# My Moebius 1/35 Jupiter 2...in flight!



## Captain Han Solo (Apr 5, 2002)

Here are two pictures of my 1/35 Moebius Jupiter 2 build...The Photo was taken outside in natural sunlight...The engine lighting is from the Moebius Light kit... 

The model has been carefully mounted to a black pole... 



And here is the same model coming in for a crash landing in a scene re created from the series! With the stick removed and the Trona Pinnacles Digitally added... 



You will notice how the natural lighting give the model depth and the shadows give the appearance of a large spacecraft. 
Also, once again, The SCALE lighting of the engine core. 

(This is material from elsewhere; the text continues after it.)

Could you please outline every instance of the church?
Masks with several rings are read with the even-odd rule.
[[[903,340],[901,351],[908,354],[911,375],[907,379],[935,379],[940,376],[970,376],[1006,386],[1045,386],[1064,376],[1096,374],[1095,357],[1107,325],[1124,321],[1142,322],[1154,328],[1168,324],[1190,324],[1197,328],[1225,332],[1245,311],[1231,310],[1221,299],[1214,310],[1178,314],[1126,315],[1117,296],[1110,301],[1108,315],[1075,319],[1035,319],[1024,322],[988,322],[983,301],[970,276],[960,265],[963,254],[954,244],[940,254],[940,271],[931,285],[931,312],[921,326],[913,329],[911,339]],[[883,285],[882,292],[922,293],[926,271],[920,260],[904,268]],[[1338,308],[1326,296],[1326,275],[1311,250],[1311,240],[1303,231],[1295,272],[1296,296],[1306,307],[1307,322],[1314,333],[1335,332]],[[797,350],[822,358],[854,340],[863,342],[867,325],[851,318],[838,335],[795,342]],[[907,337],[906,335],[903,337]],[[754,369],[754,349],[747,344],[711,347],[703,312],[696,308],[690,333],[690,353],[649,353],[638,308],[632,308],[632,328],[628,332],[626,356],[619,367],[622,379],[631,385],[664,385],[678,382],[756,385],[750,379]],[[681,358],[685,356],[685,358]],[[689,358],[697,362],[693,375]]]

Since this image may appear in a Magazine gallery someday, I thought I would post it here first. 

High Regards.


----------



## spock62 (Aug 13, 2003)

Another great model/photo! You do excellent work. :thumbsup:


----------



## Captain Han Solo (Apr 5, 2002)

spock62 said:


> Another great model/photo! You do excellent work. :thumbsup:


Sincere appreciation Spock62. As mentioned this may appear in another well know publication And I offer here and elsewhere around the net to prevent any future "misunderstandings".

High Regards


----------



## Xenodyssey (Aug 27, 2008)

Excellent work. You've make it look very realistic.


----------



## WEAPON X (Mar 5, 2006)

Right on the mark! Kudos to you Bro. Mark! :thumbsup:


----------